Retail media advertising boasts big profit margins

That was a 35% improvement on how much money? Great question. Walmart's Q2 report didn't say, and management didn't add any additional details during the second-quarter conference call. The company likely wants to avoid disclosing too many details to competing retailers about its budding retail media ad business -- advertisements paid for by brands looking to promote their products to Walmart's online shoppers. It didn't offer up any specific dollar amounts with its Q1 results either, except to point out that advertising sales grew 30% year over year during the quarter.

The information is out there, however, if you do some digging. In its fourth-quarter report posted in February, Walmart said it did $2.7 billion worth of advertising business in 2022. That's an average of $675 million per quarter. Last quarter's 35% growth of this business would put the quarterly figure somewhere in the ballpark of just under $1 billion.

It's not a massive amount of money compared to Walmart's annualized sales of more than $600 billion. However, there are two important details about Walmart's revenue worth noting. First, its massive retail business is a low-margin one. The average operating profit margin rate for the past four reported quarters is a mere 4.1%, translating to net income of only $14 billion.

Second (and conversely), profit margin rates for the company's digital advertising business are likely much, much higher. While Walmart doesn't divulge the exact numbers, digital revenue tends to boast profit margin rates anywhere between 50% and 90%, depending on the company. Walmart's retail media advertising business is likely to be producing comparable profits. And that puts something Walmart CFO John David Rainey said in March of this year back in focus.

Walmart is preparing for the shift

Speaking at an investor conference hosted by Raymond James, Rainey explained earlier this year, "Today, the vast majority of our overall profits are attributable to in-store brick-and-mortar in the U.S." He goes on to say, however, "If you fast forward five years, we are much less dependent on that as an income stream than some of these other faster-growing parts of our business."

He wasn't explicitly talking about digital advertising.

Except, maybe he was talking about digital ads. In the very same presentation, Rainey concedes, "The more eyeballs that are coming to your digital platforms, the more advertisers want to spend money." He then went on to point out that retail media advertising profit margins usually fall in the 70% to 80% range, arguably implying that Walmart's are in the same ballpark as industrywide norms.

That's still not a huge amount of money. Assuming 75% of Walmart's annual digital ad business, currently worth around $3 billion, is turned into profit, it's still only around $2.25 billion, or about 15% of its current pre-tax bottom line.

It's certainly not chump change, though. It's also only the beginning.

See, e-commerce only accounts for around 13% of Walmart's current yearly top line, according to numbers from market research outfits Oberlo and Forrester. The other 87% of its business is still done in-store, when and where the purchasing decision is made. Although it's unlikely the retailer will ever do 100% of its business online, there's a massive opportunity to shift much of its current offline business to Walmart.com, where it can then generate more ad revenue.

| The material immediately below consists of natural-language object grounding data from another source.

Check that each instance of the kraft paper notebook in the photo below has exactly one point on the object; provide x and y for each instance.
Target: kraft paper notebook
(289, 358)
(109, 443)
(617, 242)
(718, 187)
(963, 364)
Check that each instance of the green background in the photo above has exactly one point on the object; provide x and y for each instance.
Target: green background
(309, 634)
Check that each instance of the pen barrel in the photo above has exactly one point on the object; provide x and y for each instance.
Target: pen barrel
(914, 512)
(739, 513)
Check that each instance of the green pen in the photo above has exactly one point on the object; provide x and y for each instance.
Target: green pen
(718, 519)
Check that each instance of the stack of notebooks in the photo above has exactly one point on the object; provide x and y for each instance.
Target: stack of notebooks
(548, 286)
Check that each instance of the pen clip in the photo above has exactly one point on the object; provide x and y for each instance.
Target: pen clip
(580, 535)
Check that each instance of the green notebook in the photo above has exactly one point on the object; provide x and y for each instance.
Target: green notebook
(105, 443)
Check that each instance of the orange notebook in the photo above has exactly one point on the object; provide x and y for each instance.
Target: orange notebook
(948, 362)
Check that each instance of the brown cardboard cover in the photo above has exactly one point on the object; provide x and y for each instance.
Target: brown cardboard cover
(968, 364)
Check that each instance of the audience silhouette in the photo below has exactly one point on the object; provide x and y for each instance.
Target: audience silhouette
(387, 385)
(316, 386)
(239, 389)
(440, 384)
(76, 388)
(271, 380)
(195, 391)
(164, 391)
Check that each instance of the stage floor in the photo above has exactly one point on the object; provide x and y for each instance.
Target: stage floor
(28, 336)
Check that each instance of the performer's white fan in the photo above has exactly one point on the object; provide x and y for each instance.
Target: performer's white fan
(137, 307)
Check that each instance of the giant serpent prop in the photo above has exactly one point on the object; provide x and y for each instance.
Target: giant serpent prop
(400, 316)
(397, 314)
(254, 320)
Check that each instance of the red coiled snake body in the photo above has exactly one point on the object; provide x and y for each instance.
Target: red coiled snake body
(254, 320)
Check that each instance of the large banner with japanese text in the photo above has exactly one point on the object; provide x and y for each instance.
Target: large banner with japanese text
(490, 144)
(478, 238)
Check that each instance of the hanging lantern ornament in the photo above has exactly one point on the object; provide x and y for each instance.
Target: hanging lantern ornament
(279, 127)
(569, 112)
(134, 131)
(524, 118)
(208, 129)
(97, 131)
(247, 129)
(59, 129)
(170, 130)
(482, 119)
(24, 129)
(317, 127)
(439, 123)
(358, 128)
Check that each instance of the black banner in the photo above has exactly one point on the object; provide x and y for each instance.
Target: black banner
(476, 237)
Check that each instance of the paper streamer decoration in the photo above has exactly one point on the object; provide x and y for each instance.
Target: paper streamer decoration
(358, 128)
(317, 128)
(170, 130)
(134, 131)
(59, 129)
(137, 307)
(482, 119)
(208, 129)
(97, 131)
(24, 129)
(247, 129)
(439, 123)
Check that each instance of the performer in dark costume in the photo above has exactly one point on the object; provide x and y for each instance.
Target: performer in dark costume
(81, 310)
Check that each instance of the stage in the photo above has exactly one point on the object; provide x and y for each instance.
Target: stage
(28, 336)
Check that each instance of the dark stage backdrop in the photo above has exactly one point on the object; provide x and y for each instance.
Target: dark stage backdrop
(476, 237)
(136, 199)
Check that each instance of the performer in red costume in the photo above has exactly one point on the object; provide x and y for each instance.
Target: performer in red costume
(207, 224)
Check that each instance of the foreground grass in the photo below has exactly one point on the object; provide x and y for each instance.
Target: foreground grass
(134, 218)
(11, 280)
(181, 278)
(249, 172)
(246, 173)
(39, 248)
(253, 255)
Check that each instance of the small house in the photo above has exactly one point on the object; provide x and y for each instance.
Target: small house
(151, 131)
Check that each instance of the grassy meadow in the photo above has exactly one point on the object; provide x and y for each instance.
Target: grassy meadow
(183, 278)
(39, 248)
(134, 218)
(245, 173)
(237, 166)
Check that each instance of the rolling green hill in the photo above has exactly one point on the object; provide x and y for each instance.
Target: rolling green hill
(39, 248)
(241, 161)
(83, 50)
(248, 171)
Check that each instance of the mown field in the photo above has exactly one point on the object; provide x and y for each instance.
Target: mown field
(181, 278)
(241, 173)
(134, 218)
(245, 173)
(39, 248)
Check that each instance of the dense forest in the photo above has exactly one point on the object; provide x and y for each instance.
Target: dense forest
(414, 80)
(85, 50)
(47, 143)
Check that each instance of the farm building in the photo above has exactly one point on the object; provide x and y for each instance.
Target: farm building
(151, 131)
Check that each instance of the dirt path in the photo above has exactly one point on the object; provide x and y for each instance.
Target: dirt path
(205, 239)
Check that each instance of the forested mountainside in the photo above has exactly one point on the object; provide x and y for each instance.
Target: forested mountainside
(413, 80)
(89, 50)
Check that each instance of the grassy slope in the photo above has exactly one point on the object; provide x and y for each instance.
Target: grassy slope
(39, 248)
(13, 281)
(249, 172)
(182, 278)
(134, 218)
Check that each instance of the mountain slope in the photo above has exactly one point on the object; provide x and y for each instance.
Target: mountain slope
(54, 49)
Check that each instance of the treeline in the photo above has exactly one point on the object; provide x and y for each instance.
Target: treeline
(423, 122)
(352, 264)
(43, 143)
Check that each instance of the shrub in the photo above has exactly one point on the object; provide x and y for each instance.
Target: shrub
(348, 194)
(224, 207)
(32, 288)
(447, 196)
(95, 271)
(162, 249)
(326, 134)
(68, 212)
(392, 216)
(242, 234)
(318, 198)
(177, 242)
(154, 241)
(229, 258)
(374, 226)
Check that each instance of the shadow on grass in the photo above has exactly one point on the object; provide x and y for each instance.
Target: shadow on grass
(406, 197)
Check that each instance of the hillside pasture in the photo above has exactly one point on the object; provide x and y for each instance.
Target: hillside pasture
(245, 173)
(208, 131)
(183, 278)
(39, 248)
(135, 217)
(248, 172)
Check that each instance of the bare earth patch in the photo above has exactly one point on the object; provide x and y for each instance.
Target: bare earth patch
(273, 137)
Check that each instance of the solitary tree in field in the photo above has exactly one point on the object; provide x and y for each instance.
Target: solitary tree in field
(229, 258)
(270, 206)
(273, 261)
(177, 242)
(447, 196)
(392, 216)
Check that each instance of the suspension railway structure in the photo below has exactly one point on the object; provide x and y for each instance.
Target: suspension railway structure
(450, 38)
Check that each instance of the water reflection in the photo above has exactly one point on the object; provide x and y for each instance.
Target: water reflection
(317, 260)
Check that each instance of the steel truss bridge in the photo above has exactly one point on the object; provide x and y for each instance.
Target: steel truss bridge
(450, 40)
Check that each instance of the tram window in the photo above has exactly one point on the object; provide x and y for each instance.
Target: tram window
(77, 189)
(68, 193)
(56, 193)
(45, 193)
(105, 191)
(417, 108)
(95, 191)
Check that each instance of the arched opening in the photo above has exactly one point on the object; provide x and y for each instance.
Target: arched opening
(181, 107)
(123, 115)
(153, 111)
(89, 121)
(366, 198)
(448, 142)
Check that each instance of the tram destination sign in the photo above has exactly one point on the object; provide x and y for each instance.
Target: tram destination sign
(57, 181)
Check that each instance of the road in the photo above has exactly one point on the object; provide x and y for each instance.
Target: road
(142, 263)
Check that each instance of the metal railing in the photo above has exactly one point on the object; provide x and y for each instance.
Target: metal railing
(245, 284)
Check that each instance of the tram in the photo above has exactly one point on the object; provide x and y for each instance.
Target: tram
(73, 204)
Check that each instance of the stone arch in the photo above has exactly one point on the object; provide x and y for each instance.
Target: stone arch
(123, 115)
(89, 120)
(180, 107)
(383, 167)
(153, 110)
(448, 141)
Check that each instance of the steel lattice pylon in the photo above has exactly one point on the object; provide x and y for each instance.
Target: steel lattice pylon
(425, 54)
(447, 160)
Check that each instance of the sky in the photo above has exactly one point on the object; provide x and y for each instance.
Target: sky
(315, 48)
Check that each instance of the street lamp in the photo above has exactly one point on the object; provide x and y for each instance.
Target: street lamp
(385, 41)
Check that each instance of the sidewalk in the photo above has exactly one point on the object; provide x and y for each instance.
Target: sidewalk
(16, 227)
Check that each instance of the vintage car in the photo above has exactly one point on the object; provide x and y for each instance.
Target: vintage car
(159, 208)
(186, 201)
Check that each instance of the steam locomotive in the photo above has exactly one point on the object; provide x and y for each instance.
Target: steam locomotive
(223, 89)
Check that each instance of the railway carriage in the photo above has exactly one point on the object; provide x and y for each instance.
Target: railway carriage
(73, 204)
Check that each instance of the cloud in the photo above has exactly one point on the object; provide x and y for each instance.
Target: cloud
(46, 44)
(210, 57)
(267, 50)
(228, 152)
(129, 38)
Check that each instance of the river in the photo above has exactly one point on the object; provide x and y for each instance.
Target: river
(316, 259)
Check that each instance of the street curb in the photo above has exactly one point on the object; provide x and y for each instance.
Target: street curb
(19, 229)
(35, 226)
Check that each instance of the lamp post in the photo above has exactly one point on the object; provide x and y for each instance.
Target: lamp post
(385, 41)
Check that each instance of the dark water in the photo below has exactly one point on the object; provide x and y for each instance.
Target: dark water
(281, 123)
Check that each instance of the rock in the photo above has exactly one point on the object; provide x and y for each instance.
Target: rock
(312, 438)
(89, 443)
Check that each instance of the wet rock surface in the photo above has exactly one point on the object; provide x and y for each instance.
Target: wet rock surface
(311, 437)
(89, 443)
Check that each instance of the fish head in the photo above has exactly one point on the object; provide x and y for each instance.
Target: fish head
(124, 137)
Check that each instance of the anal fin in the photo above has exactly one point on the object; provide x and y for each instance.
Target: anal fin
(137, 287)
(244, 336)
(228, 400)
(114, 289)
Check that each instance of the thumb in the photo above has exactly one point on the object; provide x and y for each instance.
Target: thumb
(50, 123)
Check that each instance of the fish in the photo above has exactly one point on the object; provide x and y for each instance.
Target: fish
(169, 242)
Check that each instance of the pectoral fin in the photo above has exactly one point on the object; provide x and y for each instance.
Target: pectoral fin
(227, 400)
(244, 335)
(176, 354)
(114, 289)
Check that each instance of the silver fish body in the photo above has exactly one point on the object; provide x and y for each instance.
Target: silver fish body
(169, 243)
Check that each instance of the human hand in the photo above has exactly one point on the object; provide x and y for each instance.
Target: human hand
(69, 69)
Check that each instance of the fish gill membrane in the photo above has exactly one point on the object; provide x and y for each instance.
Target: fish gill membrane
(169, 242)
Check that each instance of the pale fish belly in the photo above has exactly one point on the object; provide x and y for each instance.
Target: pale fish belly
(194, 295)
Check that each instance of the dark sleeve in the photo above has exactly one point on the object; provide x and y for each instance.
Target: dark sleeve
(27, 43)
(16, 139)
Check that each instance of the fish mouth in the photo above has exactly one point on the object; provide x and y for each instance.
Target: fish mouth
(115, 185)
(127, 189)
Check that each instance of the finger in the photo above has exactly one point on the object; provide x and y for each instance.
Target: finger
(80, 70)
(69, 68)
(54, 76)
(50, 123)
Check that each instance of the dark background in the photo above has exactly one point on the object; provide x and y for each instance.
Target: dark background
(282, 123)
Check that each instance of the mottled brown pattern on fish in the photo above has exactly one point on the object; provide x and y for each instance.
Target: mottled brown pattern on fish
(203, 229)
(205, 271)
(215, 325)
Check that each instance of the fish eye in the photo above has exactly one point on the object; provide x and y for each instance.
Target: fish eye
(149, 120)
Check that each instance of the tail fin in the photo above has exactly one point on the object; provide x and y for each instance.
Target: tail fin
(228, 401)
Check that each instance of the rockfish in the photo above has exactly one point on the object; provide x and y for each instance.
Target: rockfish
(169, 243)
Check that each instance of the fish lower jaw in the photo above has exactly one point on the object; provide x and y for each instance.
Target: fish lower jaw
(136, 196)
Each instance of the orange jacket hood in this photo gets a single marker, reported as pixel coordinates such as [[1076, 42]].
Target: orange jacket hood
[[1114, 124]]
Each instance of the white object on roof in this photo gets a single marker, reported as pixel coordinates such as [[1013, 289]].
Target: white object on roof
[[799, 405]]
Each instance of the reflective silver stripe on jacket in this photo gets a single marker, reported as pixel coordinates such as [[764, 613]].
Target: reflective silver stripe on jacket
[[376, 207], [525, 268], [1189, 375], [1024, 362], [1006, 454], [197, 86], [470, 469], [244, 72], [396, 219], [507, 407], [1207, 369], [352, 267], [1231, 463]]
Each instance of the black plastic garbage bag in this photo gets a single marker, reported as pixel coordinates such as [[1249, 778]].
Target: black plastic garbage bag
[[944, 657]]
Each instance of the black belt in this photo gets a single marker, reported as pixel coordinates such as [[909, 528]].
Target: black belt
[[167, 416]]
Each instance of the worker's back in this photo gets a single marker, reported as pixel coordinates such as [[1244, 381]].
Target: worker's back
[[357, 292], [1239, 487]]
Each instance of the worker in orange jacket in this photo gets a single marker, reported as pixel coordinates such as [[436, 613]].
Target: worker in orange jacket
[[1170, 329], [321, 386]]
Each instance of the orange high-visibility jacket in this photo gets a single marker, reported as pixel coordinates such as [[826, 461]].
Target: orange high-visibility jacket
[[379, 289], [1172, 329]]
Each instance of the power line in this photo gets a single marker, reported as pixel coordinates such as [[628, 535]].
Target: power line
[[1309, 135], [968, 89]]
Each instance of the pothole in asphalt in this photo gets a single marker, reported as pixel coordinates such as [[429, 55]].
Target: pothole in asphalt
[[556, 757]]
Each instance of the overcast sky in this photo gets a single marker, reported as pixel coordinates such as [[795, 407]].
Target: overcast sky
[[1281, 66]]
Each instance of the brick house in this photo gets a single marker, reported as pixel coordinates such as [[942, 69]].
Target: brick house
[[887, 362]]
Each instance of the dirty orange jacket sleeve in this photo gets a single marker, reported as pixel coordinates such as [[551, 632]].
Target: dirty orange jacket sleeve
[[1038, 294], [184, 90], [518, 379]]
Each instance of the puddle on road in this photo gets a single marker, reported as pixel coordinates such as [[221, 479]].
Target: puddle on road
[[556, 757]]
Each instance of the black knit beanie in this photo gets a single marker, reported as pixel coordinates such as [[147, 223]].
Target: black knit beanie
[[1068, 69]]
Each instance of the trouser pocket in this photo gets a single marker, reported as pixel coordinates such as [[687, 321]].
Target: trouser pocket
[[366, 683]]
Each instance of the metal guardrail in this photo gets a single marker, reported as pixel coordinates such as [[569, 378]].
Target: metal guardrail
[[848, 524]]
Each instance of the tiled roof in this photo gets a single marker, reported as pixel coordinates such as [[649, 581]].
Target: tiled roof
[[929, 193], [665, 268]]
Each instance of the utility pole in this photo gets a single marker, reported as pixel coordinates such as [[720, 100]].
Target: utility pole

That's a prospect Walmart's management seems to understand, too. Rainey went on to comment at the Raymond James conference, "The common thread through all of them [all of its differing profit centers] is a greater digital engagement with our consumer." These sound like the words of a man on a mission to reduce his employer's dependence on traditional retailing profits by increasing its reliance on digital advertising profits.

The bullish case for Walmart stock is stronger than it seems

Just as it does with other brick-and-mortar retailers, Walmart is competing for digital ad dollars. Both Amazon and Google parent Alphabet are in the business, along with Kroger, to name a few.

There may be enough opportunity for all of them to grow this sliver of their top and bottom lines, though. Insider Intelligence estimates the U.S. retail media market will double in size between now and 2027, growing from this year's expected $45.2 billion to $106.1 billion at the end of the four-year timeframe. Market research outfit GroupM believes the worldwide retail media advertising market will eclipse the TV advertising market by 2028. That's huge.

Bottom line? Nobody's exactly been struggling to find a reason to buy Walmart stock. Indeed, the company seems to be benefiting from the challenging economic environment, with more and more high-income consumers shopping in its stores in search of lower prices. Sales and earnings growth prove it.

Given the overlooked profit-growth prospects linked to its digital advertising business, though, the reasons to buy Walmart stock are even stronger than they seem with just a passing glance.